Repunte de coronavirus en la primera semana sin clases en la Universidad y con cierre nocturno de bares en Granada

  • En los últimos siete días, tras las primeras limitaciones, la cifra de contagios supera a la de la semana anterior

Interior de la Facultad de Derecho de la Universidad de Granada. Interior de la Facultad de Derecho de la Universidad de Granada.

Interior de la Facultad de Derecho de la Universidad de Granada. / Antonio L. Juárez / Photographerssports

Las primeras medidas restrictivas que la Junta comenzó a aplicar en Granada hace diez días, entre las que destacan la suspensión de clases presenciales en la Universidad y el cierre de los bares a las 10 de la noche, no han tenido por el momento efecto balsámico en la evolución de la pandemia de coronavirus. Al contrario, los datos de la última semana marcan una tendencia más ascendente que la anterior y ahora las esperanzas están puestas en el efecto del toque de queda nocturno y el cierre acordado para el Área Metropolitana. 

La rectora de la Universidad de Granada, Pilar Aranda, lo dijo en rueda de prensa el día que acataba a regañadientes la orden de cerrar las aulas el 16 de octubre:  "Las pruebas ensayo-error son un problema porque estamos hablando de vidas". La frase llevaba implícita su desconfianza en que las limitadas medidas que el Gobierno andaluz había decidido adoptar esa semana, con el foco exclusivamente puesto en la Universidad, llegaran a ser suficientes para frenar una situación que ya entonces era muy grave. 

Los datos han venido a darle la razón y, aunque la Junta cambió de parecer parcialmente solo dos días después y aumentó las restricciones en Granada (cierre de la hostelería a las diez de la noche, reuniones de seis personas como máximo o límites en celebraciones o velatorios), ha quedado claro que también era insuficiente.

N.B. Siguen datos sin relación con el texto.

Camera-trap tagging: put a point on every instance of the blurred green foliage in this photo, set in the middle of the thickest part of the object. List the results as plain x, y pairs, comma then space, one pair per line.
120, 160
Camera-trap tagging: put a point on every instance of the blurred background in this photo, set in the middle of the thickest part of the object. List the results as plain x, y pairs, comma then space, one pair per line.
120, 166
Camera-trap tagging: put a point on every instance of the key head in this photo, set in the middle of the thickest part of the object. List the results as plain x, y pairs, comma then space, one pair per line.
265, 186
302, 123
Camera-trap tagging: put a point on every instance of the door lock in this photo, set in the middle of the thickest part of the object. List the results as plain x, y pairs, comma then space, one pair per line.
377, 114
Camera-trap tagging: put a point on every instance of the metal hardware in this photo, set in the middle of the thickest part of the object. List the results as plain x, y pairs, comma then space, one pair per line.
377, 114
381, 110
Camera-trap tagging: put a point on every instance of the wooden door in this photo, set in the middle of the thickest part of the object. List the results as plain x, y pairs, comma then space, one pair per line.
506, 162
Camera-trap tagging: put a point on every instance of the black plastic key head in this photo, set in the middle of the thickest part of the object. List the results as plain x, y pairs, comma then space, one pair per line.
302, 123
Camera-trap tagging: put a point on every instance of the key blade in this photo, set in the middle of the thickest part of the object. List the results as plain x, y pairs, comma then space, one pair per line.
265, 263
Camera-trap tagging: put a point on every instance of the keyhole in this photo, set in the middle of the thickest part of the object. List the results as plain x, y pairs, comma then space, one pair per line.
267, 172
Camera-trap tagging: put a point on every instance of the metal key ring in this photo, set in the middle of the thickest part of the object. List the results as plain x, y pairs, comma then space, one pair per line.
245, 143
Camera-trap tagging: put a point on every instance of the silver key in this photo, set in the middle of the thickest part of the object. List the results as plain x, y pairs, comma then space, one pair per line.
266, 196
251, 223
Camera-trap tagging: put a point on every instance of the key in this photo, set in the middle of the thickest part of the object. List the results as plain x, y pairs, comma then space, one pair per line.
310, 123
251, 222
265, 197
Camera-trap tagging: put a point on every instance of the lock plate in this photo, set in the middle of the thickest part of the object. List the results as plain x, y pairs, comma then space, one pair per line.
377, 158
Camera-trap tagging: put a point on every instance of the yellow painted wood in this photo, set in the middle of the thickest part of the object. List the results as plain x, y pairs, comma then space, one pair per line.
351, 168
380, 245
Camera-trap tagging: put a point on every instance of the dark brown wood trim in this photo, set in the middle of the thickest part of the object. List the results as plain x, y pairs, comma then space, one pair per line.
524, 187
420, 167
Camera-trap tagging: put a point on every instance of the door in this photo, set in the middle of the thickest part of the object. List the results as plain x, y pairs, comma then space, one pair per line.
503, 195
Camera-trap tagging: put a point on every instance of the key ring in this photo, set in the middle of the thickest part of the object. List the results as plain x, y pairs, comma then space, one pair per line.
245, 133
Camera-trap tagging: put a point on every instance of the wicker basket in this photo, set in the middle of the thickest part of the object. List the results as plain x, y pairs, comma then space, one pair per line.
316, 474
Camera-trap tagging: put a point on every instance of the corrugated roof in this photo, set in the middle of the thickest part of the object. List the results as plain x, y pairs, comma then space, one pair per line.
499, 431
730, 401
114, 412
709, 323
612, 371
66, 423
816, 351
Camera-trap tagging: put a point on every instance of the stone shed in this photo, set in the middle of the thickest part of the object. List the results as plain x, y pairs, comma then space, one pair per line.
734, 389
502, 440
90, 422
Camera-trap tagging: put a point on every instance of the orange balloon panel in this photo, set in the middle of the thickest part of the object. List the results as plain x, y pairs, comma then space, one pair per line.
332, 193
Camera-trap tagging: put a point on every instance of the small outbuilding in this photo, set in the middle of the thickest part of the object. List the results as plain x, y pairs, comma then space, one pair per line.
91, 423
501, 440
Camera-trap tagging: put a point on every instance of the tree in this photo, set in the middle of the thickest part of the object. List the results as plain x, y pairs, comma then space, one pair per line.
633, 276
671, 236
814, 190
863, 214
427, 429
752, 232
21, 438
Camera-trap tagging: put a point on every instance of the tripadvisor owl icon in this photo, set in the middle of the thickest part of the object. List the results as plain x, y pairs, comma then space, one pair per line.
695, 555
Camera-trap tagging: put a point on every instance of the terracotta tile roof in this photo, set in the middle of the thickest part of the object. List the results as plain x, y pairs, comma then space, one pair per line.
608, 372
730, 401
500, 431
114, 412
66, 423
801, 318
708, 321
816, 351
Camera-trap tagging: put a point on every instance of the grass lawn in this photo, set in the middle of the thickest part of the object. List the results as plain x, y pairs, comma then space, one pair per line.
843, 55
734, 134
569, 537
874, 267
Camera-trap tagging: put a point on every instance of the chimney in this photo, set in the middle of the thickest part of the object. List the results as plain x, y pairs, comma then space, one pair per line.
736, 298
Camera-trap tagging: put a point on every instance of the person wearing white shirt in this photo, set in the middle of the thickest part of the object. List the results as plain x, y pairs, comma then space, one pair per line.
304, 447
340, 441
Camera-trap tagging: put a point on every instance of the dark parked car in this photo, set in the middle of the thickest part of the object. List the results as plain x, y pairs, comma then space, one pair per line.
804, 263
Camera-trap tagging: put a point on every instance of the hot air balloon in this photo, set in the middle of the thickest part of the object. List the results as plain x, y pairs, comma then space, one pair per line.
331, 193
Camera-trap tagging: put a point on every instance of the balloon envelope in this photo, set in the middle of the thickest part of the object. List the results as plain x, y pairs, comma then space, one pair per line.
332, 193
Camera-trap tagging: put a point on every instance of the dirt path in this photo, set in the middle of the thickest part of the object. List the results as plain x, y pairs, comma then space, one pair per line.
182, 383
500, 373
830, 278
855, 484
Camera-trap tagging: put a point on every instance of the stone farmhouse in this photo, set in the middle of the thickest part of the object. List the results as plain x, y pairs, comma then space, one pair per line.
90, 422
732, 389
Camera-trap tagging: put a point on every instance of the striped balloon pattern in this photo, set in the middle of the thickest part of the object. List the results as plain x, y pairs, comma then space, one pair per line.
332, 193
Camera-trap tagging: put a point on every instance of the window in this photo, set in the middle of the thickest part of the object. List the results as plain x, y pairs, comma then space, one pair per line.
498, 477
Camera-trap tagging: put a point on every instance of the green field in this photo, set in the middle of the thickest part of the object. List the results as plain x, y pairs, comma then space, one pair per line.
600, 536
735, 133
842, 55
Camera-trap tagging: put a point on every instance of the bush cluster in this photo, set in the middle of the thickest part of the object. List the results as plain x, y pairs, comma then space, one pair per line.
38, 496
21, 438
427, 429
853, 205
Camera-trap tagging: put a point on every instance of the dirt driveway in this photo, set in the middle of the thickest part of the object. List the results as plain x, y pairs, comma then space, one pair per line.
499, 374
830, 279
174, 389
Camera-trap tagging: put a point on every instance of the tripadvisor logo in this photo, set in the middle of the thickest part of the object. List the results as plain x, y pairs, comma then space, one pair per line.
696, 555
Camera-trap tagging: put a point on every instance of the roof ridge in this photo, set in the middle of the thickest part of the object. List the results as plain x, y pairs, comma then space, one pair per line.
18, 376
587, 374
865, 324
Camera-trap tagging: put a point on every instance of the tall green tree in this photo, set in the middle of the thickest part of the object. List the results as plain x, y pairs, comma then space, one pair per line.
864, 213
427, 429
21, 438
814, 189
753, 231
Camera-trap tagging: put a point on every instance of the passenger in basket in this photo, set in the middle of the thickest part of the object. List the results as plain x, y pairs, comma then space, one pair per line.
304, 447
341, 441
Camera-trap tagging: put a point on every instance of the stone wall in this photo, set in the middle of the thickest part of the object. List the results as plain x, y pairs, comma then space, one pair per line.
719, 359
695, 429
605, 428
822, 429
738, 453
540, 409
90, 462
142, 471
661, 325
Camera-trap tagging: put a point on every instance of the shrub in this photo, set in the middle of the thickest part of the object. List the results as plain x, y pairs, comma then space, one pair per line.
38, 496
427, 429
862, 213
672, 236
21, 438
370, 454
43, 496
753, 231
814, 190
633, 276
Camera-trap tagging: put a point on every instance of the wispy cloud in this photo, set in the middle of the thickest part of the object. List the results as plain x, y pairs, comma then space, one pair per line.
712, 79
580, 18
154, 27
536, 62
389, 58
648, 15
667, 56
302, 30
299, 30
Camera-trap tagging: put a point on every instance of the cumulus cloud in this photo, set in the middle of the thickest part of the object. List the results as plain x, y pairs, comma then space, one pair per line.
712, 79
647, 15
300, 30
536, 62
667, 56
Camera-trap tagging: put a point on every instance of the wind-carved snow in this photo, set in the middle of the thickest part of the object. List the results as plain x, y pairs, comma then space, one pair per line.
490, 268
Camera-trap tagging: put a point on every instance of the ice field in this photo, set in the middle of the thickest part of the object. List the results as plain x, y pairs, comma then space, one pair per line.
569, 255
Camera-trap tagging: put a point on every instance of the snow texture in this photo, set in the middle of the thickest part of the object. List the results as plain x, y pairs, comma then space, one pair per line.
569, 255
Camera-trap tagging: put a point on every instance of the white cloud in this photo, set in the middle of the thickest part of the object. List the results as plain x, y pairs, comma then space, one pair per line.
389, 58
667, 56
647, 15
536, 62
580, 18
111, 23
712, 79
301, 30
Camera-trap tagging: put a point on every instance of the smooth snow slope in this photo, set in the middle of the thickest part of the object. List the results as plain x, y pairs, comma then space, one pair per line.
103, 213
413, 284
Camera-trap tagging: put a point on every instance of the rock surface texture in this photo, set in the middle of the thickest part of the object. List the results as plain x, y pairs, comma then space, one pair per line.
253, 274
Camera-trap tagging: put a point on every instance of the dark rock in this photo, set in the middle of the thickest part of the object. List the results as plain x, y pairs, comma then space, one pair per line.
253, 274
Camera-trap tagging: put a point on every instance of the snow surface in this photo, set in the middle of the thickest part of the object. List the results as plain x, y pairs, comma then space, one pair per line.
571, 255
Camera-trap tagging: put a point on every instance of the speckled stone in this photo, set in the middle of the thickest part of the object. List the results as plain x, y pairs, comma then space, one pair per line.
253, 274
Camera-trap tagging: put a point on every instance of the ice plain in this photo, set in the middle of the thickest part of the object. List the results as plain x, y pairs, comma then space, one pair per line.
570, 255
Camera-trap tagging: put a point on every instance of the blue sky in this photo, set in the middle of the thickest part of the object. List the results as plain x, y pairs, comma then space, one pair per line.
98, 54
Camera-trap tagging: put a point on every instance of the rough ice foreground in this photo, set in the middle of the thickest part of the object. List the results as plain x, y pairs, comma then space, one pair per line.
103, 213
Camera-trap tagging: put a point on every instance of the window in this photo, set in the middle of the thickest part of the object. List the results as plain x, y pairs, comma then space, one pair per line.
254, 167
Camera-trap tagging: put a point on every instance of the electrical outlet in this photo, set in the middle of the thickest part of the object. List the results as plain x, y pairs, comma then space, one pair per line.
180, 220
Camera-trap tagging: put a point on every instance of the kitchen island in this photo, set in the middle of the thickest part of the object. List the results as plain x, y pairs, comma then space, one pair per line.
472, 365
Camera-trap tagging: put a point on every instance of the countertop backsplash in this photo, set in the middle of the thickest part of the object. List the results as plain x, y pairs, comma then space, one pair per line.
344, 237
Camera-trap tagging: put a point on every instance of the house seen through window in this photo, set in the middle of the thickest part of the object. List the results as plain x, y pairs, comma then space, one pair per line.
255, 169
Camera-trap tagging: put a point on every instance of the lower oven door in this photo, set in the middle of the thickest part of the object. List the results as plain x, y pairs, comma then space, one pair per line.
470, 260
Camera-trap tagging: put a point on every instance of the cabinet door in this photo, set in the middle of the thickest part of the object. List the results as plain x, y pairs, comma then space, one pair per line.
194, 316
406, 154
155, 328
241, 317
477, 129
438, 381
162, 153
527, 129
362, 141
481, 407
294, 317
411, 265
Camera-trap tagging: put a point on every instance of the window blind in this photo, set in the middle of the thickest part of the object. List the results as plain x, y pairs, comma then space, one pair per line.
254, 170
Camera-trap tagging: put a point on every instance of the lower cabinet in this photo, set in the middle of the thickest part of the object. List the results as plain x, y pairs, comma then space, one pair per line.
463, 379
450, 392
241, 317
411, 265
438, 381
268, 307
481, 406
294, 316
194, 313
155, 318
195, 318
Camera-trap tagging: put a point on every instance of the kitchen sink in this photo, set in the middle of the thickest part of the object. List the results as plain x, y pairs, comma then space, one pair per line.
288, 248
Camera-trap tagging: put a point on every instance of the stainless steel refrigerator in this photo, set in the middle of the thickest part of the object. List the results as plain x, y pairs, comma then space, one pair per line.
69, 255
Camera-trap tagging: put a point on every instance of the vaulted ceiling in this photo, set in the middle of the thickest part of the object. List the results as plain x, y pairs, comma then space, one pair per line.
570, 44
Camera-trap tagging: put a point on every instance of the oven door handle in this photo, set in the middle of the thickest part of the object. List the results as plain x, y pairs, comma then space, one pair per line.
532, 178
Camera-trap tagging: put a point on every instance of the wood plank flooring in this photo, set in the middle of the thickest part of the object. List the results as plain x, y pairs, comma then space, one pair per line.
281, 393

De los 8.142 nuevos contagios detectados en los últimos 14 días, 4.213 corresponden a la última semana, más de la mitad. Esto significa que en los últimos días ha habido más casos que en la semana anterior y que la curva sigue en aumento, sin atisbo de estabilización.

La gravedad de la situación que reflejan los números se traduce en los hospitales, con casi medio millar de camas llenas y las UCI prácticamente igual de colapsadas que en el peor momento de la primera oleada de la pandemia. La Junta tuvo claro desde la semana pasada que era necesario poner nuevos límites a la movilidad en Granada y ordenó un toque de queda que ha tardado cinco días en aplicarse, desde su anuncio hasta su entrada en vigor la pasada madrugada del lunes, bajo el paraguas legal del estado de alarma. Y ya para entonces, las medidas tuvieron que ir a más con el cierre perimetral de todo el Área Metropolitana. 

Es de prever que los efectos de este pretendido freno a la movilidad no se dejen notar hasta al menos dentro de una semana, aunque también podría haber una intensificación de esas restricciones si el cierre se hace extensivo a toda Andalucía y, por tanto, afecta a la provincia en su conjunto.